After that, it was time for Ryan, who’s played before hundreds of thousands of people all over the world, to sit down in a living room setting and perform the song to an audience of one. He felt, he says, “a unique sort of nervousness” when he did “Honey, If It Wasn’t for You” in front of its subject, Linda Feagin.

“I didn’t look at her while I was playing, but I thought, ‘This is very moving,’ and, honestly, I expected her to be a puddle of tears,” he remembers. “Then I turned to her, and she was misty-eyed, but she was also less overwhelmed and more analytical than I expected. She said that it seemed like the tune and the lyrics were perfectly suited.

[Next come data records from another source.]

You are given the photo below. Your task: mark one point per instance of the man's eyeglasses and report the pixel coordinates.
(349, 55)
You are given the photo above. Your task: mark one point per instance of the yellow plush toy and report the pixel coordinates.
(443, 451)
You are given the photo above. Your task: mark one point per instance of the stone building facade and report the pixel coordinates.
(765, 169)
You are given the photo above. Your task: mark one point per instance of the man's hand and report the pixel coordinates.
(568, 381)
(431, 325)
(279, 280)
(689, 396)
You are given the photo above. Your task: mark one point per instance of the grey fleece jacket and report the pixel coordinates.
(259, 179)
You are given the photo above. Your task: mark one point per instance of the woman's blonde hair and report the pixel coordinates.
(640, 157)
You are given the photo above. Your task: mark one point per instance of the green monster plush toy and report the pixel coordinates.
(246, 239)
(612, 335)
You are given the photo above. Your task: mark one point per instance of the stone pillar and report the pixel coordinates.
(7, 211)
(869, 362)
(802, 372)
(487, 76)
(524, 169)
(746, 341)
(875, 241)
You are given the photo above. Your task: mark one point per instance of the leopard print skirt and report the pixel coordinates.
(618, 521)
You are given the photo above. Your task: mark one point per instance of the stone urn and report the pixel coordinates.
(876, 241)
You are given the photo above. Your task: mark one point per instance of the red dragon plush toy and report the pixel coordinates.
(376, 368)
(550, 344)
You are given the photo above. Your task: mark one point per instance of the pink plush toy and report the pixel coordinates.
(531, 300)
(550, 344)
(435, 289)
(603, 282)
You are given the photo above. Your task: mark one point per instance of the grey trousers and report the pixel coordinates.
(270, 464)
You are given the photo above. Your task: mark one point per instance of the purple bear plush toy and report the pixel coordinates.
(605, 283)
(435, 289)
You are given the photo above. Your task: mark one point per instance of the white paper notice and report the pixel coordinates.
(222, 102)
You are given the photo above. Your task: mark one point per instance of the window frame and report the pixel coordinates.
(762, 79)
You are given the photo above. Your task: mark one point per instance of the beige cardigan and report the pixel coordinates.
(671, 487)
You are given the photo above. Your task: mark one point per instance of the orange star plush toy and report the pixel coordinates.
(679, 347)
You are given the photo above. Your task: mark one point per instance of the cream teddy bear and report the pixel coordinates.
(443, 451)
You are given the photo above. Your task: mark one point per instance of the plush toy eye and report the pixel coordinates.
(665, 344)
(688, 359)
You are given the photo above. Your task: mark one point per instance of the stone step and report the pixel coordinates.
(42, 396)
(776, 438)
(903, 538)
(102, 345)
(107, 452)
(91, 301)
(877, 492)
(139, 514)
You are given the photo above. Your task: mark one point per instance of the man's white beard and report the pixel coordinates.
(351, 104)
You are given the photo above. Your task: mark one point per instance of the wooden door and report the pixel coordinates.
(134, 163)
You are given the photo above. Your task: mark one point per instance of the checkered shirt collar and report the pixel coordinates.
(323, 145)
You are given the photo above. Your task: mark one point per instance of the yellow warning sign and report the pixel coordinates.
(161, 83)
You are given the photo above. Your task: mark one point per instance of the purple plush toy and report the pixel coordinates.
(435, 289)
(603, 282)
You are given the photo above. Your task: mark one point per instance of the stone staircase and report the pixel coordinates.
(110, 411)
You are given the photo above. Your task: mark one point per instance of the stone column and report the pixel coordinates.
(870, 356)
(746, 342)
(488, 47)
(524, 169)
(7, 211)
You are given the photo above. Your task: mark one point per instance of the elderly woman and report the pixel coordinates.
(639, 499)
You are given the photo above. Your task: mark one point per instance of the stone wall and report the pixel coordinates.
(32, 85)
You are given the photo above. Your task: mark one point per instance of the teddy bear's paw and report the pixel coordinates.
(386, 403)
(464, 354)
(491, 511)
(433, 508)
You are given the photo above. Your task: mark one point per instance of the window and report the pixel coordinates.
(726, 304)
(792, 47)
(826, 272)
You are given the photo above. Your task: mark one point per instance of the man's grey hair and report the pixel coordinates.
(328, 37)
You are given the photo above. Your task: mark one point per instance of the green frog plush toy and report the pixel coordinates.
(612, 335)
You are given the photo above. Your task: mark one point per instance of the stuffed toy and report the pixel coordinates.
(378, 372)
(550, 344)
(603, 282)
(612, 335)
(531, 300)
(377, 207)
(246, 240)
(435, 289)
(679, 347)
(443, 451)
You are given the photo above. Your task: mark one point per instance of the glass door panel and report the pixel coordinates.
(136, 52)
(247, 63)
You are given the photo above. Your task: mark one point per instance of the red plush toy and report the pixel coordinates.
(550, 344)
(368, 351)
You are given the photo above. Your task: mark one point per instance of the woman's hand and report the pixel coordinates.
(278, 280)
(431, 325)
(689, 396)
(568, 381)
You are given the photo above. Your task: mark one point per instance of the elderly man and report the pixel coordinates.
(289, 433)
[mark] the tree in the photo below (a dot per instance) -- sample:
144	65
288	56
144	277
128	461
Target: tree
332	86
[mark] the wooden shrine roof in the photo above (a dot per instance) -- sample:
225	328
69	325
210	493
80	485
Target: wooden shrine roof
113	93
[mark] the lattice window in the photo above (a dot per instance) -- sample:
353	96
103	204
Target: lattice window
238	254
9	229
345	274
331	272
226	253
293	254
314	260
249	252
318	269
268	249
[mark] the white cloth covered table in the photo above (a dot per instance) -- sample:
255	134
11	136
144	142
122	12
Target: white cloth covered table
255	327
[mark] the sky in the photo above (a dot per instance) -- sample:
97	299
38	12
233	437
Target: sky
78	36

“Sometime soon after, she told me that when she read the lyrics, a week or two before I performed the tune for her, that she didn’t love them,” he adds. “But when I put them to music, she said the lyrics made sense to her.”

Since then, the lyrics have apparently been making sense to a lot of people. Or at least making an impression. Even before the book was published, Ryan had begun using the song as a closing number for just about every one of his concerts, prefacing it with the text from his book.   

“I play it at the end because I usually play piano music [without lyrics] and to play it in the middle would just seem strange,” notes Ryan. “But whenever I read the book and then perform the song, there is absolute silence. Without exception, it’s the most powerful of all the music I present in concert. So I’ve had the benefit of seeing that the story worked even before the book came out.

“This is my first book,” he adds. “But I’ve been focused on stories for almost the entirety of my professional career. The music I play in concert – I try to tell a story with it. You can almost think of the music as an illustration of the story that I tell. So, in that sense, this is not outside my comfort zone. It’s simply the newest iteration of that style, that approach, to sharing music.”

Even shorn of the book-length backstory, however, he believes the song works, that the words and music convey an important message not only to those involved with bringing the number to life, but to all who hear it.

“I hope it gives Linda a sense of the love her husband had for her and of the love and appreciation that I have for her,” he says. “And then, I hope it does the same thing for everyone else who listens to it, that it helps them feel a sense of the love that surrounds them. That’s what music does. It gives you the sense that someone cares about you – enough to write a song, to paint a picture, to give you flowers, to cook you a meal, because that person knows it will make your life feel full. That’s what I hope this song can do.”

Honey, If it Wasn’t for You, with full-color illustrations by Cali Ward, is available online at book.barronryan.com in both hardcover and E-book formats. The song, included with each book, can also be accessed on streaming platforms.